If you take any field $F$, and a homomorphism of additive groups $(F,+)\to (F,+)$ which does not preserve multiplication, then this will be just such a map.
This is will never exist when $F$ is the field of rational numbers, or more generally, when it is generated by the unity (such as any ${\bf F}_p$ for a prime $p$), because in those, we can define multiplication in terms of addition.
A similar thing happens if you look at continuous additive maps in a topological field generated topologically by the unity (that is, the smallest subfield is dense), like the reals or $p$-adics -- every continuous additive map is linear in this case.
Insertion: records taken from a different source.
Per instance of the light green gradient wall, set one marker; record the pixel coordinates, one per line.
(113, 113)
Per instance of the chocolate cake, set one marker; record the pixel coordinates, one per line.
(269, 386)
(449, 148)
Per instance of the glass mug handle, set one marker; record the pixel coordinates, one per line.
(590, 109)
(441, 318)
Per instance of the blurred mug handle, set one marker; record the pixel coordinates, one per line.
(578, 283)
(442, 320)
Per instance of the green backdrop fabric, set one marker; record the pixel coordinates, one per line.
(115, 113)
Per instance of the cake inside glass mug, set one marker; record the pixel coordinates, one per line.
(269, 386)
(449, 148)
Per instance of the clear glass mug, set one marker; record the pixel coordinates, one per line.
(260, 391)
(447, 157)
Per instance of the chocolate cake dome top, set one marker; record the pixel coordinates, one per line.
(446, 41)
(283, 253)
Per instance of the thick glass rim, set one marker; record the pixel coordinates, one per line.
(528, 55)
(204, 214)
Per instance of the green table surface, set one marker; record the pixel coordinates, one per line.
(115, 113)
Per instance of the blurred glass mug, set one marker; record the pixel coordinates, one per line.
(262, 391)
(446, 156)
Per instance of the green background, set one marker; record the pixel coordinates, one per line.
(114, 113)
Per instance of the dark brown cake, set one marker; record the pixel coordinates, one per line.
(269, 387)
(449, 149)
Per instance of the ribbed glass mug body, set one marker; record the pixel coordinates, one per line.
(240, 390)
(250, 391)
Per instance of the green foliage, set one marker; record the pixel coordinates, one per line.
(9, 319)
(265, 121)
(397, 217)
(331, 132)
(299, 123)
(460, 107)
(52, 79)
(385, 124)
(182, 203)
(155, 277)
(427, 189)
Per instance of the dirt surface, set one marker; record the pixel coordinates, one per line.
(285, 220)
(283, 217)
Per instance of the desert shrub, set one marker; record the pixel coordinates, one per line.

On the other hand, if you don't care about continuity, it is pretty easy to define such a map when $F=K[a]$ is a finite extension of another field $K$. Then you can just take $f\colon F\to F$ as the map such that $f(a^n)=0$ for $0<n<\deg a$ and $f(k)=k$ for $k\in K$. For example, if $K={\bf R}$ and $a=i$, $f$ takes real part of a complex number. In this case, the map is even continuous.
For fields which are not finite extensions of other fields (such as $F={\bf R}$), the existence of such maps may require a nontrivial application of axiom of choice, or more precisely, basis theorem, and then we can proceed as in the preceding paragraph: if $K\subseteq F$ is a field extension, then the map $F\to F$ which is identity on $K$ and takes a basis complementary to $1$ to zero is $K$-linear, and therefore additive.
Consider any field homomorphism $L \to L$, and consider $L$ as a vector-space over a subfield, which is not fixed by the map.
From that point of view, the "easiest" example is Frobenius on $\mathbb F_4$.
Note that there are 8 additive maps on the field with 4 elements, which of 4 are also linear.